The antimicrobial susceptibility pattern was determined at the Clinical Laboratory, Panzi Hospital, Bukavu, for the 163 pneumococcal strains that were isolated from the children (Fig. 2). Using disc diffusion tests, 145 (89%) of the isolates were shown to be non-susceptible to oxacillin and they were therefore regarded as resistant to phenoxymethylpenicillin. These 145 strains were further tested by MIC determination against penicillin G and 101 (62%) strains were categorised as intermediate (MIC 0.06–2 mg/L), while 30 (18%) were resistant (MIC > 2 mg/L). Taken together, 131/163 (80%) of the strains showed reduced susceptibility to benzylpenicillin, as confirmed by MIC determination (Fig. 2). Sixty-eight isolates (42%) had reduced susceptibility to ampicillin, of which 18 were resistant (MIC > 2 mg/L), and 61 isolates (37%) had reduced susceptibility to ceftriaxone (Fig. 2). High rates of non-susceptibility were also found for tetracycline and as many as 94% of the isolates were resistant to trimethoprim-sulphamethoxazole (TMP-SMX), also known as co-trimoxazole (Fig. 2). Notably, 70 (43%) of the pneumococci were multidrug resistant (non-susceptible to ≥3 classes of antimicrobial agents, including the beta-lactams).
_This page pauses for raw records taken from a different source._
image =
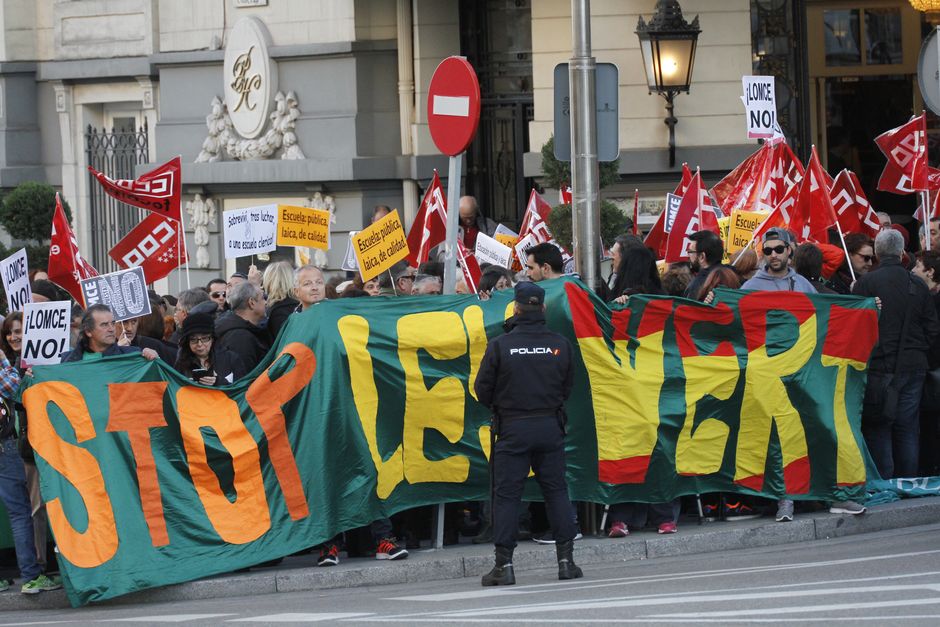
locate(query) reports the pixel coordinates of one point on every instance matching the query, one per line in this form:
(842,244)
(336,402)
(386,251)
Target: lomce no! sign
(45,332)
(15,271)
(125,292)
(760,104)
(380,246)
The serotypes or serogroups of the isolated pneumococci were determined by multiplex real-time PCR or by the modified Sequetyping protocol, both performed in Gothenburg, Sweden. Among the 32 living isolates the most common serotype was 19F (n = 11), followed by 11A/D (n = 5) and 35B/35C (n = 5). The pneumococcal capsular cpsA gene was detected in all viable isolates, confirming their species identification.
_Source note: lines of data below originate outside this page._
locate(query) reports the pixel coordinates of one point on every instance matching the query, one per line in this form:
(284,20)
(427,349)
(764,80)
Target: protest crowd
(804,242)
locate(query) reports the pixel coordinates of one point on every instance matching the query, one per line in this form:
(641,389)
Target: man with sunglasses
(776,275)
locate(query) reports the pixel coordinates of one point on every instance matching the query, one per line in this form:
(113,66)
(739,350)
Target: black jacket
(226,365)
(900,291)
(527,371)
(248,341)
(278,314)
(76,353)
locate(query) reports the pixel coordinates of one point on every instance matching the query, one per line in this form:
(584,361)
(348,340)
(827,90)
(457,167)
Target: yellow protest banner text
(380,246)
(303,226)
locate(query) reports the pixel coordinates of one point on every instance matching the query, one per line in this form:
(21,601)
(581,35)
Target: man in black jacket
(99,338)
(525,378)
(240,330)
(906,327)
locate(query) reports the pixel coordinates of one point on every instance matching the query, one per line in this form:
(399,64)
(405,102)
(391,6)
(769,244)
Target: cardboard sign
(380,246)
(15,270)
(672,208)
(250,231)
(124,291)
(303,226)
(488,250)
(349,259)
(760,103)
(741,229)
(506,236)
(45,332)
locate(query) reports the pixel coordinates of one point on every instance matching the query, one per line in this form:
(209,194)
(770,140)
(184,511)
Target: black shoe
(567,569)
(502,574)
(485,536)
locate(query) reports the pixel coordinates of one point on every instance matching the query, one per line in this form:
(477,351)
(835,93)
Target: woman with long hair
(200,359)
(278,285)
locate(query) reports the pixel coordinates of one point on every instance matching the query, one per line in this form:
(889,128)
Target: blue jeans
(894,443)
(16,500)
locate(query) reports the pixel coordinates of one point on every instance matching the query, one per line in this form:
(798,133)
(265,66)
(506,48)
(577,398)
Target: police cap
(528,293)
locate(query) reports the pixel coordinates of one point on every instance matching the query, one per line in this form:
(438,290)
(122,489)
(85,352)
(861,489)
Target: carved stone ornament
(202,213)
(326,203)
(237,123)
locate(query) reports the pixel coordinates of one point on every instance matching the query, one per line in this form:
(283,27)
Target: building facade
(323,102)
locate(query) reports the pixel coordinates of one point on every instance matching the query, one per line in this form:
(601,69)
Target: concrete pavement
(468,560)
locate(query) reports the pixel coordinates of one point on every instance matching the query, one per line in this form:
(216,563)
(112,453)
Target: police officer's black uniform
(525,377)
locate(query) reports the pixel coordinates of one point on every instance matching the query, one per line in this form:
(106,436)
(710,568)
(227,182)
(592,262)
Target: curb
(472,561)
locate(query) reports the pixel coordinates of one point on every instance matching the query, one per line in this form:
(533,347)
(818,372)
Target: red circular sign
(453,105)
The serotypes/serogroups of the pneumococci that could not be re-cultured were determined by multiplex PCR after isolation of genomic material from the non-viable isolates in the STGG storage medium (n = 119). In 62/119 cases (52%), one serotype/serogroup could be identified, whereas in 21 cases more than one serotype/serogroup was detected. Of these, two serotypes/groups were determined in 17 cases, three serotypes/groups in three cases, while one tube contained four serotypes/groups. In 36/119 cases (30%), no serotype or group could be determined by multiplex real-time PCR. The combined results for all 141serotypes/serogroups that were identified in the viable and non-viable pneumococcal isolates are shown in Fig. 3.
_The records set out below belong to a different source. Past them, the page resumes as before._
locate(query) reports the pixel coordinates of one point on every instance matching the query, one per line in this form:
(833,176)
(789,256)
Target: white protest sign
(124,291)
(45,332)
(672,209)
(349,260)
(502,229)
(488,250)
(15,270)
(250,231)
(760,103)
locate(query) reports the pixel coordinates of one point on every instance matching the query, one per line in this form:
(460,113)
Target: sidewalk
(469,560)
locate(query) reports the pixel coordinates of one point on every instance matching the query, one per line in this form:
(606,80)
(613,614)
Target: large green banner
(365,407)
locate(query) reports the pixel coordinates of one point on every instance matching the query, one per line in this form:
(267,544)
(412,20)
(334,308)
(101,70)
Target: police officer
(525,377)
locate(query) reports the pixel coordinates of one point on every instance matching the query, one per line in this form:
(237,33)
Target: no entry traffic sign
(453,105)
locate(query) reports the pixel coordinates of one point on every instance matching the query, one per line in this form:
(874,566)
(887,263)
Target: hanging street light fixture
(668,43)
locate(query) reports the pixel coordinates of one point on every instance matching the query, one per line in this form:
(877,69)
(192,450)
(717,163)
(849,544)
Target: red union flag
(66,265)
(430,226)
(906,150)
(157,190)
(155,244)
Hence, out of the 141 identified serotypes/serogroups, 76 (54%) belonged to a serotype/serogroup included in PCV13. However, these 76 included 13 pneumococcal strains that could not be distinguished between 6A, 6B, 6C and 6D, of which only 6A and 6B are included in PCV13. Two further strains could not be separated between 9A and 9 V, of which only 9 V is included. Sixty-five (46%) of the identified serotypes/serogroups could, however, be categorised as non-PCV13-containing types/groups. Thus, the proportion of identified serotypes/serogroups belonging to PCV13 was similar to those not belonging to the vaccine. In the nine children who had received two or three doses of PCV13, vaccine serotypes/groups (n = 9) were as commonly detected as were serotypes/groups not included in the vaccine (n = 7). There was no significant difference in the distribution of penicillin non-susceptibility between strains whose serotypes/serogroups are included in the PCV13 compared to strains with non-vaccine serotypes/groups (Additional file 6).